L’histoire du film (scénario co-signé avec Jean-François Derec) est surprenante mais simple : Bolzec (Chesnais) était parti jouer son spectacle en Azerbaïdjan. Sur le chemin du retour vers l’aéroport, son taxi tombe en panne et il est abandonné sur une route désertique, au milieu de nulle part. Sans s’en rendre compte, il va franchir à pied la frontière avec l’Arménie, en guerre larvée avec son voisin l’Azerbaïdjan depuis des années. Clandestin dans un pays qu’il ne connaît pas, dont il ne parle pas la langue et ne lit pas l’alphabet, il comprend petit à petit qu’on le prend pour un autre, car il est fêté comme le messie…
L’intelligence du scénario et des dialogues se dévoile dès le début du film.
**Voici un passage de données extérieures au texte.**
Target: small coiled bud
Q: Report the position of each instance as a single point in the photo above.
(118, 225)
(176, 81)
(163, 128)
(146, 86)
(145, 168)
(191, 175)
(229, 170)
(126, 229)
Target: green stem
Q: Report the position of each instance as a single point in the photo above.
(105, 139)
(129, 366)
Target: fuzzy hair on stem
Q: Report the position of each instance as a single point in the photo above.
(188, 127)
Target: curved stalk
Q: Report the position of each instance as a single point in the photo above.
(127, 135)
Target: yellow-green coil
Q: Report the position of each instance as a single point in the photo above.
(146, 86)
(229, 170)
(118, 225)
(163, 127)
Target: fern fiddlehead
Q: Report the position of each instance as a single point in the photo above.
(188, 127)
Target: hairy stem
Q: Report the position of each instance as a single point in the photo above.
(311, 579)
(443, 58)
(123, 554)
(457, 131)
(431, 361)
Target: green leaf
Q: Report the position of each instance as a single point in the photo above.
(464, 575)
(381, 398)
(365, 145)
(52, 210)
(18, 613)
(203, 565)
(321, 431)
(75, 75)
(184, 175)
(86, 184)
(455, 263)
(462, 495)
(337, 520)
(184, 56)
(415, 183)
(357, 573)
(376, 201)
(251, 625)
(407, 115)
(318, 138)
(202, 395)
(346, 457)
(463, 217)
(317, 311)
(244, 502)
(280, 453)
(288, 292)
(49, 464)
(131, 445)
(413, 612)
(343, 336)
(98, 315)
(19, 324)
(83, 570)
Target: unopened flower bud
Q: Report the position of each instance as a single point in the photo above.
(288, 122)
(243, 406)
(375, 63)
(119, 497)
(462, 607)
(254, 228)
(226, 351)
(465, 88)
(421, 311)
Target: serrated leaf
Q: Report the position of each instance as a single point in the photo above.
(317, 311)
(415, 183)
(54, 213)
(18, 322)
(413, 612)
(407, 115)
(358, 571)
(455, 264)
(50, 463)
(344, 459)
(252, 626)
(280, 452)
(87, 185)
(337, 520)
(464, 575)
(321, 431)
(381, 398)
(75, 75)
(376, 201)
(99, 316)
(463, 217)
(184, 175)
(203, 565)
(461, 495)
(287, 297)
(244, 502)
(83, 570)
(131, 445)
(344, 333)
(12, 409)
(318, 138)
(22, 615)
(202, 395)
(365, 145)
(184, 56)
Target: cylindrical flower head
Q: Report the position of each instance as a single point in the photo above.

Notre acteur français vieillissant qui ne parvient déjà pas à prononcer le nom du pays dans lequel son agent l’a contraint à se produire, est surpris et affolé en entendant les tirs de mitraillette en l’arrière plan dans ce bout du monde étranger. Avédikian rappelle discrètement le silence des médias français (et européens) sur la guerre au Karabagh, justement à une période où, ainsi veut le hasard, l’Azerbaïdjan a repris les agressions. « Y’a une guerre dans le coin ou quoi ? Franchement, vous auriez pu me prévenir ! » lance Bolzec à son agent au téléphone.
En nous privant volontairement de sous-titres pendant toute la première partie du film, Avédikian nous assujettit à la même désorientation que son personnage. Cette astuce, déstabilisante au départ, devient ensuite l’outil principal pour déchiffrer l’émotion que suscitent les rencontres qu’il fera.

La difficulté, voire l’impossibilité d’échanger devient la force de la communication entre Bolzec et ses hôtes. Nous sommes bien sûr en Arménie, avec toute sa culture et sa spécificité, mais Avédikian réussit à nous porter au-delà de sa géographie puisque l’émotion et l’humanité de la découverte de l’Autre sont universelles. Cela étant dit, le réalisateur parsème habilement son point de vue critique sur la corruption du pays, et surtout sur le rapport entre la diaspora et les Arméniens du pays. Ainsi l’emportement d’un de ses hôtes vis-à-vis de Charles Aznavour pour avoir francisé son nom et refait son nez d’Arménien. Plus sérieusement, la déception des Arméniens du pays face à l’oubli et l’indifférence des Arméniens de la diaspora. Le messie tant attendu, que deviendra notre acteur français, est en fait l’Arménien qui est parti réussir à l’étranger. Ainsi expliquera la traductrice (Arsinée Khandjian) à Bolzec : « Chaque village a un rescapé de 1915 qui parti en France et a fait fortune et reviendra sauver le village. Mais ils ne reviennent jamais… »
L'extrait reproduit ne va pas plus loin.